# browning won't eject shells



## buzzing byrd (Feb 27, 2008)

My wife picked up what I believe to be a, A-5 browning 20gauge light made in belgium 1960. At least thats what I get from Blue Book. I have never owned a Browning, but it appears to be a very nice looking shotgun. The problem I am haveing is that it will not eject the spent shells. Any help would be appreciated. Also what is the little lever on the left side of the chamber?

thanks,

buzzing byrd.


----------



## jeffmo (Apr 7, 2004)

not sure about the lever but USUALLY when a semi auto isn't ejecting it's because of a dirty rear spring(in the rear stock).
when i 1st got my 1100 it was doing the same thing.i took it apart and the rear spring was loaded with dirt.it just won't let the action move back far enough to eject the shell.


----------



## freyedknot (Apr 10, 2004)

i was thinking those older brownings had a lever to make it a single shot? sorry never owned one.


----------



## billk (Feb 2, 2008)

I'll take it off your hands for $100...


----------



## Blue Pike (Apr 24, 2004)

The manual

http://media.browning.com/pdf/om/auto5_light_om_s.pdf
Info
http://www.chuckhawks.com/browning_A-5_running.htm
new spring
http://www.brownells.com/aspx/NS/st...532&title=BROWNING AUTO-5 REPLACEMENT SPRINGS

Had a few over the years.

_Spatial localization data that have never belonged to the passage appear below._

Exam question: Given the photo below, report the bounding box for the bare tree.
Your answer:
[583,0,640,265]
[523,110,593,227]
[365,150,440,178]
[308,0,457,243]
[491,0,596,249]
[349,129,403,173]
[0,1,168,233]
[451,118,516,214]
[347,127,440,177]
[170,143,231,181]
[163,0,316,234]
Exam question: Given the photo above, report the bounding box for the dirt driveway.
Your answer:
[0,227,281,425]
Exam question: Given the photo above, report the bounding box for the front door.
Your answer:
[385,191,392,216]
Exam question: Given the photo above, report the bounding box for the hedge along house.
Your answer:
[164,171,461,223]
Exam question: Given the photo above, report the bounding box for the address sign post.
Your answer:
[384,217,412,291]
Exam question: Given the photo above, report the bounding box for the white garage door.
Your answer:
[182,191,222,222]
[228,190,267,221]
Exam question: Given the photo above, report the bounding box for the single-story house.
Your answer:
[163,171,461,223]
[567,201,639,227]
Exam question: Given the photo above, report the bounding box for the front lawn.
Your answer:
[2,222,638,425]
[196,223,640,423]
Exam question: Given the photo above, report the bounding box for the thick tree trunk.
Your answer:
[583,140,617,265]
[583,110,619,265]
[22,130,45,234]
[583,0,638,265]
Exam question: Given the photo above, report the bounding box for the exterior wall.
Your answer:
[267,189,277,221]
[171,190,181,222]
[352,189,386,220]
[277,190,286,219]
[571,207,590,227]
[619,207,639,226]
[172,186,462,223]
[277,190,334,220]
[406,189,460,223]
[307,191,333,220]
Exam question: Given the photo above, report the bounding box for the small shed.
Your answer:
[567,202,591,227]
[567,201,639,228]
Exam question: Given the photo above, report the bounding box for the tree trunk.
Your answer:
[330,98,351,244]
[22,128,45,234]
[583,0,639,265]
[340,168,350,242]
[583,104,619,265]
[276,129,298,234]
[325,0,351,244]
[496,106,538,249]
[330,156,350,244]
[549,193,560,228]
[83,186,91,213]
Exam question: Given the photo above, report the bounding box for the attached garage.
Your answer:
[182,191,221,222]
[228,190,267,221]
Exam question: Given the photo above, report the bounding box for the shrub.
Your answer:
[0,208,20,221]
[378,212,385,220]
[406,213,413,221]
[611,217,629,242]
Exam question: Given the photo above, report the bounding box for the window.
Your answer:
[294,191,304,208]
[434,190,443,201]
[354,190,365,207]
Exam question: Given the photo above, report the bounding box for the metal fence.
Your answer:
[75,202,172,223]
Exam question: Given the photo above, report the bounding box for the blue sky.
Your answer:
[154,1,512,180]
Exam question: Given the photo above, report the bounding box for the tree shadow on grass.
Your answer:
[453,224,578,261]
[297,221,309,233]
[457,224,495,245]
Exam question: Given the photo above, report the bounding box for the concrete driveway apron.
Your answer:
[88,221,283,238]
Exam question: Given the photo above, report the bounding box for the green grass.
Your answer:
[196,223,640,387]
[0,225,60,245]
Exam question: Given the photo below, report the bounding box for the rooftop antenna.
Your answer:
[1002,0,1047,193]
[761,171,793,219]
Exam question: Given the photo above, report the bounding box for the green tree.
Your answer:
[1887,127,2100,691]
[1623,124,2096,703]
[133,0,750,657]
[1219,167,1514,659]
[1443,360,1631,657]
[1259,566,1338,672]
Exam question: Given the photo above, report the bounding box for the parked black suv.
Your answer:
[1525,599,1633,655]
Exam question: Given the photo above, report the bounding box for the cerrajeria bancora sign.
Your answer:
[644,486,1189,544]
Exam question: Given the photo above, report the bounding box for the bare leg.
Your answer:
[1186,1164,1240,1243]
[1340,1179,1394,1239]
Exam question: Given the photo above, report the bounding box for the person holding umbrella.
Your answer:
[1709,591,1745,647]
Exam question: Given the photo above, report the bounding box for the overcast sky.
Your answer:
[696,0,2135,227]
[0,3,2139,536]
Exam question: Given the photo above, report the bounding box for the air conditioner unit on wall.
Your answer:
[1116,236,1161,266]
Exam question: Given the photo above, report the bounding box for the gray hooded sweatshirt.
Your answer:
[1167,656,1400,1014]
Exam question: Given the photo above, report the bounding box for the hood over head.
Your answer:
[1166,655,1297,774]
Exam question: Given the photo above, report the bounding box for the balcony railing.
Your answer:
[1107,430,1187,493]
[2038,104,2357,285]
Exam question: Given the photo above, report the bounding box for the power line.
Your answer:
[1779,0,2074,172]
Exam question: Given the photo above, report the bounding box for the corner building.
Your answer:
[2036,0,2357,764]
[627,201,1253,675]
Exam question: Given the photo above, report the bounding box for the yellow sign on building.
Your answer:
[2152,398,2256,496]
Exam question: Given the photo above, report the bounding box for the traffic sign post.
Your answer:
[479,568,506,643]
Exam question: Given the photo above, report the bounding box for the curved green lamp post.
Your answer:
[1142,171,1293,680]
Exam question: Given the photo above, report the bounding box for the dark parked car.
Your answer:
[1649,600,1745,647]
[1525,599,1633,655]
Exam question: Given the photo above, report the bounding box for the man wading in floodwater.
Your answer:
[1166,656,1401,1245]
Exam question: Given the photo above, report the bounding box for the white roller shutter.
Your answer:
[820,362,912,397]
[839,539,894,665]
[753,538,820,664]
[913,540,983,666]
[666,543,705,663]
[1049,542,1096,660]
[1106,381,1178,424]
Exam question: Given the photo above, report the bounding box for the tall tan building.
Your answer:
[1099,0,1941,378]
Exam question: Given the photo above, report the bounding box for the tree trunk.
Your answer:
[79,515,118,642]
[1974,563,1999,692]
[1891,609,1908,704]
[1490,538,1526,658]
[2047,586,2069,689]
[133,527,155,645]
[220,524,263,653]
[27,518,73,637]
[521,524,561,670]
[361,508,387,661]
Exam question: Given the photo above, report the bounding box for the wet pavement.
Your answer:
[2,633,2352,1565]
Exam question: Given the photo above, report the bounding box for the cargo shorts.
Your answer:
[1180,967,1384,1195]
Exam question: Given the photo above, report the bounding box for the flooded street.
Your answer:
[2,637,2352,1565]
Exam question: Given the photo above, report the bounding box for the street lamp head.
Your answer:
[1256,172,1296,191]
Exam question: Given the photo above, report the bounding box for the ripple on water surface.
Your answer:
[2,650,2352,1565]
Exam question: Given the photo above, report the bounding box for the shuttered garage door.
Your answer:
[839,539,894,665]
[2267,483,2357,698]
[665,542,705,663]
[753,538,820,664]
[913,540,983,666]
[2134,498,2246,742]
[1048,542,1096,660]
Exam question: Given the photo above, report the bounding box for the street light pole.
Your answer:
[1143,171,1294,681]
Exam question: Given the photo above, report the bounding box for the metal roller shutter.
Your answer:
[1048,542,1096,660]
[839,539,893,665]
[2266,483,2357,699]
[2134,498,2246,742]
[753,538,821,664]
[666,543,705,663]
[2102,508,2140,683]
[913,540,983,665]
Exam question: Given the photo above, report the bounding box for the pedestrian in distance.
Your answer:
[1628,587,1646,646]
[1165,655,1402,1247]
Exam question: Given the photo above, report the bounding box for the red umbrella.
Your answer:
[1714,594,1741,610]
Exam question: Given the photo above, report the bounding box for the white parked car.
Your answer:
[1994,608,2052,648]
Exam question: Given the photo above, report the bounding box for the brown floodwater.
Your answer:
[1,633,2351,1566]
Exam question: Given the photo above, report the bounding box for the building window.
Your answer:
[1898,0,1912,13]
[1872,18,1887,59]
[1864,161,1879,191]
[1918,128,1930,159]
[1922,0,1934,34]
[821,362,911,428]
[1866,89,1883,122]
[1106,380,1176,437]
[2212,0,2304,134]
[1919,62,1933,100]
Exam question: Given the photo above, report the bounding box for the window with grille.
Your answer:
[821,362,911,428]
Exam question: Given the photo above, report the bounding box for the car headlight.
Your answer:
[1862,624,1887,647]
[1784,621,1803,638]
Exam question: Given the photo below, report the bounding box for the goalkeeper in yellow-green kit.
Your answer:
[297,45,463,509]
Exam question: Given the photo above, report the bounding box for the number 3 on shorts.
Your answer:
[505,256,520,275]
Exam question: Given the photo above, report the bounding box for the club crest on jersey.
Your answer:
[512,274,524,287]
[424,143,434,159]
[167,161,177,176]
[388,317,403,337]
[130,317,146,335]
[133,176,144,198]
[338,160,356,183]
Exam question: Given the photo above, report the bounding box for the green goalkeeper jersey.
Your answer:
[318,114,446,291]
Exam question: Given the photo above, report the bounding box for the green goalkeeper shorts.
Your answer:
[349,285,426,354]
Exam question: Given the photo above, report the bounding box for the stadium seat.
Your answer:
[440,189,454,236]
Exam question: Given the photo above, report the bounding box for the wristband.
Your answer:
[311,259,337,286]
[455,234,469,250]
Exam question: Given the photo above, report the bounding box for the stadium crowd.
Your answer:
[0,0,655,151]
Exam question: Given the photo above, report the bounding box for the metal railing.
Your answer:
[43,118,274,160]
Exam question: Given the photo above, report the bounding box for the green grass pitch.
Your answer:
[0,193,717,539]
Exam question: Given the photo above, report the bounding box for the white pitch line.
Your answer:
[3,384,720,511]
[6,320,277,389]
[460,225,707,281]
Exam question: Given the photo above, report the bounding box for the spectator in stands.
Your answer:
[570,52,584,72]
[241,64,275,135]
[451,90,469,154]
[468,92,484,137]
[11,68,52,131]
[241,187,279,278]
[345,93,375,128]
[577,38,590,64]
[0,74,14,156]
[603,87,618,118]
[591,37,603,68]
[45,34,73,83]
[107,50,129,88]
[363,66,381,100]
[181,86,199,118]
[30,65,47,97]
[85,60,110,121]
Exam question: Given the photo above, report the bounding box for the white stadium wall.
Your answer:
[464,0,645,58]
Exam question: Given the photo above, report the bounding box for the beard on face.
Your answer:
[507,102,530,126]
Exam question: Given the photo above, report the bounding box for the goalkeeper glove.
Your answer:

A very nice shotgun. Should work just fine on Doves.

you gota keep them clean and oiled. The manual will tell you every thing you need to know.


Oh -- On page 7 of the manual --- Mag cut-off. The little lever.

If Billk should change his mind -- I'll give you the C-note for it.


----------



## roger23 (Mar 7, 2007)

I have probably the same gun,,it does the same in the cold weather ,,Browning has had it 3 times ,,it still does it from time to time,,,I love the gun ,,it might just need a good cleaning or have to much oil or grease...you could try a spring change if all else fails...


----------



## ezbite (May 25, 2006)

shoot a higher powered shell.


----------



## ouflyboy9 (Aug 12, 2008)

I am not familar with brownings but maybe this will help - check to be sure the gas vents are clear...on my 1100 they are on the bottom of the barrel (need to take it off to clean them).


----------



## roger23 (Mar 7, 2007)

A5 is not gas operated..uses springs


----------



## truck (Apr 12, 2004)

http://wiki.answers.com/Q/What_coul...will_not_automatically_eject_2_34_inch_shells


----------



## jeffmo (Apr 7, 2004)

have you figured it out yet?
i'm curious now.........


----------